Plato Data Intelligence.
Vertical Search & Ai.

CoinFund Leads $3.1M Bagel Network Round to Support Next-Gen Data Infra in web3 x AI Stack

Date:

7 min read

1 day ago

Bagel Network: The Next-Gen Computable Data Layer for AI

CoinFund is proud to lead a $3.1 million financing for Bagel Network, a startup building a decentralized protocol for collaborative embeddings datasets and expanding the decentralized AI computable data ecosystem. To get caught up on CoinFund’s ongoing research and investments on the emerging web3 x AI stack please see our previous content on Worldcoin, Giza, 2022 AI x web3 overview and our Gensyn seed thesis.

Intro to Vector Embeddings

As an introduction, vector embeddings are a way to convert words, sentences, images, and other data into mathematical objects (vectors) while preserving individual and relative data. For example, an embedding could translate the word “apple” into a 200-dimensional vector based on the word’s context across a large dataset. This vector would capture the essential meaning of apple and its relationships to related concepts like fruit, orchard, pie, etc. While the primary applications in vector embeddings have been in text with flagship models such as Word2Vec and GloVe, vector embeddings can be produced for other kinds of data including image and audio data. This context is critical as AI development becomes increasingly focused on developing multi-modality where a model can process text, image, or audio and output any out of any of these three mediums as well. Furthermore, embedding models could be used to capture larger data types such as user-specific embeddings that capture user preferences, behaviors, and characteristics or product-level embeddings that capture a product’s attributes, features, or any other semantic information.

The Bagel Opportunity

The commercial opportunity for vector databases has grown rapidly over the past 12 months alongside the mainstream adoption of early consumer AI applications such as ChatGPT, Midjourney and Runway, just to name a few. Bagel is among the first web3-native attempts to combine a vector embeddings database with an incentivized marketplace protocol, leveraging web3 primitives to supercharge permissioned data and model sharing and collaboration, with a potential path to winning the web3-native category from both a product and an incentivized network perspective, and the ability to move quickly to preserve its early leadership given founder Bidhan Roy’s cross-disciplinary professional experience on the Amazon Alexa team, at Instacart and Arweave. We believe Bagel Network is a key enabler for the next generation of AI applications, whose adoption today remains bottlenecked by the ability to provide contextualized, highly applicable and use case-specific responses, gated by the insatiable demand for training data, especially as most of the world’s data remains unstructured.

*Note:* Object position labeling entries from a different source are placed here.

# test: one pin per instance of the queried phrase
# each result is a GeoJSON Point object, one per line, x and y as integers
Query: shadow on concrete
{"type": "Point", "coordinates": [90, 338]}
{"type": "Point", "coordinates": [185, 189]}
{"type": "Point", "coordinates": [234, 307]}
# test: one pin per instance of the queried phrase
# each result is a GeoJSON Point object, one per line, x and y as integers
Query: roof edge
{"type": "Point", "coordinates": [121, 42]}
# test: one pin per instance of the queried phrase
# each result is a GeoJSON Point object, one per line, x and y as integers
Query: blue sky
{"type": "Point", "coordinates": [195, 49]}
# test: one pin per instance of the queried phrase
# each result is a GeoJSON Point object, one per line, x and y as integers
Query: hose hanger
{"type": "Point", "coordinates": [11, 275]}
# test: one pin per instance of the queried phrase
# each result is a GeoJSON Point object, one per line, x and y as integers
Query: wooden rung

While some web2 embeddings companies (both VC-funded and corporate spinouts) are part of the broader competitive set, Bagel Network has been able to ship quickly to advantage of its time-limited opportunity to lead the embeddings category from a web3-native perspective, with an already-live demo, SDK and pilot users. Longer term, we believe that Bagel’s approach of building a decentralized protocol and marketplace for indexed vector embedding datasets positions the network at the intersection of two mutually-reinforcing key trends — the rise of LLMs (and derivative applications) and the embrace of the permissionless, transparent and decentralized core values of web3.

While the market is nascent for vector embeddings, there are data points we can consider. First, we can look at the relational database management market as an established market comp that could be reached (source). Today that market is worth $69.44B and growing at a CAGR of 12%. There’s also the end-market analysis: some primary industries serviced by vector embeddings include image recognition ($38B), recommendation engine ($4.55B), and AI chatbots ($5.4B) that which collectively are projected to grow with a CAGR of 20–40% through 2030. Lastly, global spending on artificial intelligence (including ML, AI robotics, computer vision, NLP and sensor tech) is now projected to grow from $300B+ in 2024 to $700B+ by 2030. With these figures in mind, vector embeddings are likely to play a role as an enabling technology for the increasingly capable multi-modal AI models and applications that will be emerging over the next decade.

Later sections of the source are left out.